Uma nota final. A decisão arbitral de que divirjo, na respetiva nota de rodapé nº 15, atribui ao signatário deste voto a seguinte afirmação: ”Não admira, pois, que a introdução em Portugal, em 2001, de regras específicas sobre preços de transferência tenha visado de imediato o combate à manipulação do rendimento tributável através de transacções intragrupo – reconhecendo-se a oportunidade, e estratégia dominante, de “camuflagem de rendimentos”, mas também a insuperável margem de subjectividade que se insinua na comparabilidade das transacções, a reclamar o recurso a métodos indiciários e a presunções” (reportando, na dita nota, tal afirmação a Martins, António F. (2017), "Accounting Information and Its Impact in Transfer Pricing Tax Compliance: A Portuguese View", EuroMed Journal of Business, 12/2, p. 2.).
Conhecendo-se o preciso significado, no ordenamento fiscal português, de métodos indiciários e de presunções, estranhei que tivesse escrito tal coisa num artigo sobre preços de transferência.
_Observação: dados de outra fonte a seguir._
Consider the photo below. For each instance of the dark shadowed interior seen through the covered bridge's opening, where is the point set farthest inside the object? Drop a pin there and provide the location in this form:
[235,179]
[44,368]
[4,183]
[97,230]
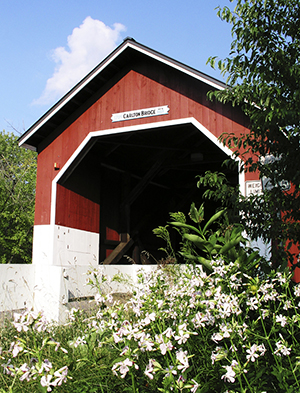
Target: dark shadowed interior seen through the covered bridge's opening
[138,178]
Fui ler o texto e a página, e não confirmei tal afirmação.
E, a tal propósito, este Processo parece dar renovada atualidade aos receios sobre métodos de apuramento do lucro tributável que Rui Morais desenvolve no seu artigo intitulado “Preços de transferência - o sistema fiscal no fio da navalha”, publicado em 2009, na Revista de Finanças Públicas e Direito Fiscal.